読了した。予想通り、後半はさまざまな事例があった。

自分がリアルタイムでおっかけていたことが、後知恵とはいえ整理されるのをみるのはおもしろい。

私にとっては、アップルがつくったNewtonと、Palm社のPalmの話は、とても実感を持って振り返ることができた。

この本のおもしろいところは、時がうつろくことにより、「上質」も「手軽」もかわるということを例示しているところ。

Newtonは持っていなかったが、「これは画期的だ」とやたらすすめる知人はたくさんいた。
当時貧乏学生だった私には、先端的で面白くはあったが、経済的に手軽ではなかった。上質であるともおもわなかった。身銭を削って買おうと思うと、紙の手帳で代行できるものだとおもった。

Palmは、後年買った。Palm社純正のものではなく、SonyPalmOSをライセンスして製造していたClieを。
このときは、「上質さ」をキーにして買った。私にとっては、日本語フォントがきれいに表示できるというのが、このときの「上質さ」の最低ラインだった。
当時のClieは、Palm社純正のPDA縦横倍密度で、日本語が読みやすかったのだ。
ポケットに入る大きさという手軽さと、スケジュールの日→週→月の切り替えが瞬時にできるという上質さが、好きだった。

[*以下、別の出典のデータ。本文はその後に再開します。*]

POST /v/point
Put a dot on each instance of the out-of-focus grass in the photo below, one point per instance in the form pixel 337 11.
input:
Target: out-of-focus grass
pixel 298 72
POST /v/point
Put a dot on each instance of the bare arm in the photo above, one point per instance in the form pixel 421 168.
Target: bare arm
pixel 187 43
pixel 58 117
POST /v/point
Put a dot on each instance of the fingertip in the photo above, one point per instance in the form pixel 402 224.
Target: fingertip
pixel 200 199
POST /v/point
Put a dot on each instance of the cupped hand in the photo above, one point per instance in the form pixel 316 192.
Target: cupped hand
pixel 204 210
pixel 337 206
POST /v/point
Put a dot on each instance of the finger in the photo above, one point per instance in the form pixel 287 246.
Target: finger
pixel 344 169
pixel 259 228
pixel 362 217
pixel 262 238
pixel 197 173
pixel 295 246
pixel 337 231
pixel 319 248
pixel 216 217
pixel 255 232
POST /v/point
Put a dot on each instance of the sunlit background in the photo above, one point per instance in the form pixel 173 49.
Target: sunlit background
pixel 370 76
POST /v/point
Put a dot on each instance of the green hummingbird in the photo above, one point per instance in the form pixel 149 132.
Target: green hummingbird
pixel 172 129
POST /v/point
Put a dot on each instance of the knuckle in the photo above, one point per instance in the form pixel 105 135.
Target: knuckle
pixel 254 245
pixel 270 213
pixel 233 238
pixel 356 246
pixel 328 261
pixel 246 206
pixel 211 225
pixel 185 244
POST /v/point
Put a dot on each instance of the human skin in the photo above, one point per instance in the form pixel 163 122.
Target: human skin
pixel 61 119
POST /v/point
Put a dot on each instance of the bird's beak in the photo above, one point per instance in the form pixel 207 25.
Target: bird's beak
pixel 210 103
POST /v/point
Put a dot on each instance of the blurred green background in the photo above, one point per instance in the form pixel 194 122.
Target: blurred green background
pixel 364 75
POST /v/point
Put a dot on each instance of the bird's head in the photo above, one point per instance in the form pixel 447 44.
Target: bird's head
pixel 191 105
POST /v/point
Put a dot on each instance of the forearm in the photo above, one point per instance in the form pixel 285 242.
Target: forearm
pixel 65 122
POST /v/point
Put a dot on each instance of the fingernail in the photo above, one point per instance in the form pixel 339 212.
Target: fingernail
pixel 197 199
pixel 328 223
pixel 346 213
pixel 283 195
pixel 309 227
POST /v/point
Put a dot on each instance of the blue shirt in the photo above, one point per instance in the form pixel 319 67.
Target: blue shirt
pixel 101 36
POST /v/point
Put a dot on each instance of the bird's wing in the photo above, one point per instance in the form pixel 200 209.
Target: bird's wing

カメラが付いたものができたりもしたが、私にはそれはムダに値段が高いだけのものだった。上質をめざそうとして、自分が好む上質のラインから離れていき、かつその「付加価値の対価」として値上げされるのは、がまんならなかった。

このように、消費者として振り返ると、自分がもっていた「買うか買わないか」の軸が、時代によって変わっていくのがよくわかる。

今は、いかに「ソーシャル」であるかという軸が出てきた。
twitterもそうだし、4sqなどの位置サービスとの連携もそう。

「ソーシャル」は、「手軽さ」との親和性が高いと思うが、「実は手軽さにお金を払っているようにみえて、上質さに払っている」という場合もあるかもしれないので、気をつけてウオッチしていきたいとおもう。

ビジネスモデルの整理には、とてもよい本でした。
『ピクト図解』と同時期に読んだのは、意図したわけじゃないけど、よかったとおもう。

ちなみに:iPhoneのCM : "reinvent phone" の気概がとてもよくわかる。